U.S. Attorney for the Western District of Wisconsin
- In office 1977–1981
- President: Jimmy Carter
- Preceded by: David C. Mebane
- Succeeded by: John R. Byrnes

Personal details
- Born: Frank Mitchel Tuerkheimer July 27, 1939 New York City, U.S.
- Died: September 16, 2023 (aged 84) Madison, Wisconsin, U.S.
- Education: Columbia University (BA) New York University Law School (LLB)

= Frank Tuerkheimer =

American lawyer (1939–2023)

Frank Mitchel Tuerkheimer (July 27, 1939 – September 16, 2023) was an American lawyer, legal professor, and prosecutor. He was an associate Watergate special prosecutor and served as the U.S. attorney for the Western District of Wisconsin. He was also an emeritus professor of law at the University of Wisconsin Law School.

== Biography ==
Tuerkheimer was born in New York City on July 27, 1939. His father was a cattle merchant who fled Nazi Germany to become a New York butcher. He graduated from the Bronx High School of Science in 1956 and received his B.A. from Columbia University in 1960. He received his LL.B. from New York University School of Law in 1963 as a Root-Tilden Scholar and notes editor of the New York University Law Review. After law school he worked as a clerk for Judge Edward Weinfeld of the United States District Court for the Southern District of New York.
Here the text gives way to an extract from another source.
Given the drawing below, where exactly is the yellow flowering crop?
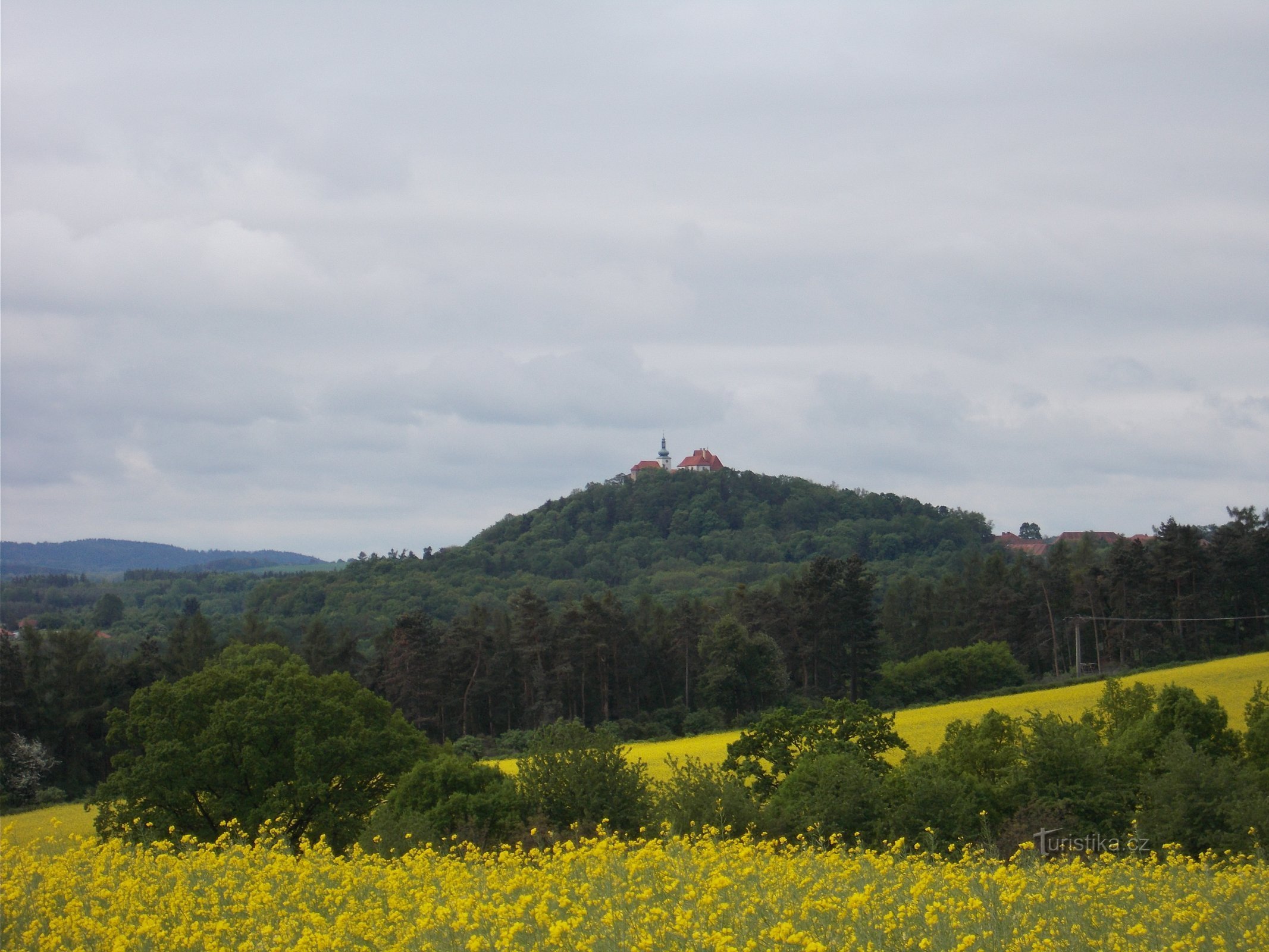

His first public post was legal assistant to the attorney general of Swaziland and helped write the country's first constitution. In 1965, Tuerkheimer returned to the United States and became an assistant to Robert Morgenthau, then the United States Attorney for the Southern District of New York. He was assistant U.S. attorney until 1970, when he joined the faculty of the University of Wisconsin Law School.
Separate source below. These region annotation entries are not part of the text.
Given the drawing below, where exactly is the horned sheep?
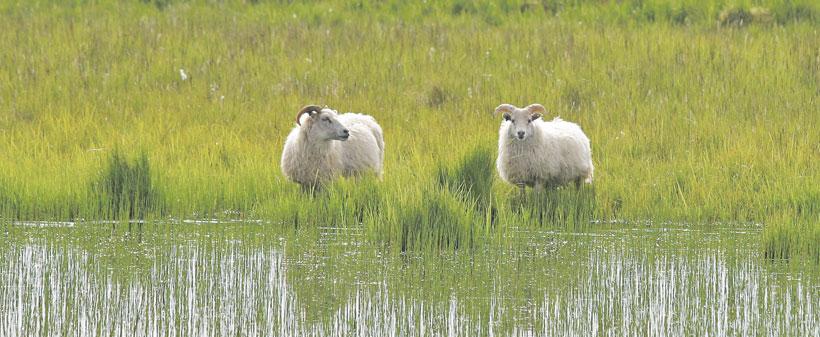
[494,104,593,193]
[281,105,384,188]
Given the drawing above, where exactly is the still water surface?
[0,223,820,337]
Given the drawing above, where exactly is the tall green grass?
[0,0,820,258]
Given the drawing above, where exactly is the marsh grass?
[91,150,156,220]
[0,1,820,256]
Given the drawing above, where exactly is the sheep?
[493,104,593,195]
[281,105,384,188]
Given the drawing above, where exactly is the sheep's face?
[503,109,541,141]
[308,108,350,141]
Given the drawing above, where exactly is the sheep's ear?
[296,105,322,126]
[493,104,515,119]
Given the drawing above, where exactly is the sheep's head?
[296,105,350,140]
[494,104,547,140]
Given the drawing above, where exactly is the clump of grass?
[761,214,820,263]
[426,85,450,108]
[438,147,495,210]
[508,186,595,229]
[92,151,155,219]
[365,186,484,252]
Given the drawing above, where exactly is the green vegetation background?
[0,1,820,260]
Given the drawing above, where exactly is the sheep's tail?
[584,165,595,184]
[370,122,384,178]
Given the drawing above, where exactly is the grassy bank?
[0,1,820,257]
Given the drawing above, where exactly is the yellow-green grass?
[0,1,820,256]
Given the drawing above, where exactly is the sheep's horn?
[296,105,322,126]
[493,104,516,116]
[524,103,547,114]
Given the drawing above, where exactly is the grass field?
[0,1,820,261]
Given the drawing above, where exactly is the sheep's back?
[339,113,384,175]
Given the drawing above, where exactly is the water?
[0,223,820,337]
From 1973 to 1975, Tuerkheimer served as an associate special prosecutor to the Watergate Special Prosecution Force, taking a leave of absence from his teaching position. As prosecutor, he led the investigation into illegal dairy industry contributions and was chief trial counsel in the case against John Connally.

Tuerkheimer was appointed by President Jimmy Carter to serve as U.S. attorney for the Western District of Wisconsin in 1977 and served in that position until 1981.

Tuerkheimer wrote about Holocaust trials as well as the Eichmann trial. His other areas of research focused on evidence and litigation.

== Personal life and death ==
Tuerkheimer married Barbara Wolfson in 1968, and the couple had two children. His daughter, Deborah Tuerkheimer, is the Class of 1967 James B. Haddad Professor of Law at Northwestern University Pritzker School of Law.

Frank Tuerkheimer died on September 16, 2023, at the age of 84.